Smaller project would be a boon
Regarding the Craftsman house at 2128 Glenada Ave., in Montrose, I am very disappointed with the developer of this site (“Montrose cottage facing demolition,” March 21).
His presentation of his plans at the Crescenta Valley Town Council some months past was met with near unanimous opposition, especially from the neighbors on the street. This should have been a cue for developer Gevorg Voskanian to change his plans a bit.
The opposition was to the amount of the units proposed and the demolition of the oldest home in Montrose (1914) and a particularly fine example of California Craftsman that is exemplified by so many of the rest of the homes on Glenada.
This home (and street) is definitely a historical resource to the community, specifically if it remains intact with the rest of the historic homes on this street.
It was made known to the developers that if they moved the existing house out to the front setback and north to the side setback, restore the house, subdivide it into a duplex (it’s large enough), and build two units in the back using the architectural details from the historic home, he would be a hero to the community.
The developer’s architect says the house is in poor shape and not worth saving. I have seen, in my experience in design and restoration, homes in worse shape than this brought back to glory by sensitive and clever construction. If this situation were in Pasadena, there would be no question as to what the developer should do.
Voskanian stated at that Town Council meeting that he “wished to do your community no harm.” Please prove it. Prove that you can work with your neighbors on Glenada for a design that is compatible; stay the demolition of this historic resource, which will only engender more opposition and delay your project. Saving the house and restoring it in a clever new guise as a duplex in a slightly smaller project would save you money on all the underground parking you’re planning, save the neighborhood, save your reputation.
Time to ‘get to it’ on smoking ban
I wonder why more than 30 cities just in Los Angeles County are ahead of Glendale when it comes to banning second-hand smoke (“Council appears ready to snuff smoking,” Thursday).
Just take a stroll down Brand Boulevard on a beautiful afternoon and count how many times you have to hold your breath to keep from breathing in cigarette smoke.
Like Councilman John Drayman said, “let’s just get to it.”
Council made right decision on smoking
A big thank you to our City Council for taking a giant leap toward a much-needed smoking ordinance last Tuesday (“Council appears ready to snuff smoking,” Thursday).
Rather than spending our tax dollars on an outreach program that would have produced very predictable results and would take months and months to complete, they decided the public would be better served by just drafting an ordinance and starting the process in earnest.
This means the public can weigh in on the ordinance in definite terms, rather than wishy-washy “what ifs” and guesses as to what kind of ordinance the city will eventually adopt.
They are not taking away the right to weigh in on it.
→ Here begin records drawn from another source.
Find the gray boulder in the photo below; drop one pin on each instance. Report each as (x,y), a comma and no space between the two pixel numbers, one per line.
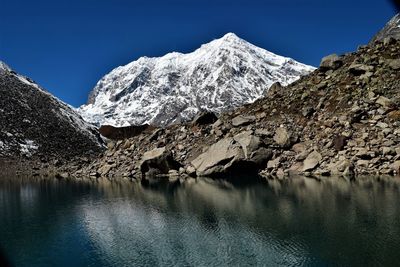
(158,161)
(242,120)
(241,154)
(331,62)
(312,161)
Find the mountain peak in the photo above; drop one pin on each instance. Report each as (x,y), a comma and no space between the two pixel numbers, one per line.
(4,67)
(219,76)
(391,29)
(230,36)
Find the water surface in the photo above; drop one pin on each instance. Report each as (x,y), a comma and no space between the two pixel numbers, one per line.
(298,222)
No doubt, our City Council chambers will be jam packed by people on both sides of this issue when it comes down to a vote.
There are many in the smoking community who claim their rights are being quashed and that they are being vilified, but the simple fact of the matter is that it is unhealthy to breathe cigarette smoke on any level, and it’s a practice that, unlike a fireplace, can be taken into any environment.
Nonsmokers are not asking smokers to quit, nor are they expecting miracles. They are asking for the city to step in and put stricter limitations on smoking in public places for their health, the health of their children and the health of our city and oceans.
Not all smokers do so in the presence of children on the playground or puff away at tables outside of places like Cold Stone Creamery, but enough do that it’s a problem. Those who lack consideration and common sense will ultimately be the ones who force all smokers to “pay” for their actions.
So, when pointing fingers and blaming nonsmokers for losing the right to smoke wherever, think again. If more smokers were courteous and used good judgment, there wouldn’t be outcry for change. Put the blame where it belongs. It’s not a witch hunt. It’s a health issue.
Ban foreshadows stripped rights
I would like to speak out on the proposed smoking ban (“Council appears ready to snuff smoking,” Thursday).
Day after day we hear of another right being stripped from us. Since when should any government decide what we should or should not do, outside of socialist countries.
Smoking outdoors has not been proven to be a health hazard to others. I can see that smoking in a confined area such as a restaurant or store may affect other people’s health, especially if they have any respiratory problems.
So Burbank and Calabasas have banned smoking; why does Glendale have to follow suit? Because it’s the popular thing to do?
Come on now, City Council members. Wake up and start tending to the real problems in our city.
May I add, as a smoker I have always been considerate of others, especially children. If nonsmokers keep pushing this in their cities, maybe some of their rights should be taken away too! Let’s ban cappuccinos, loud music, loud talking, screaming children.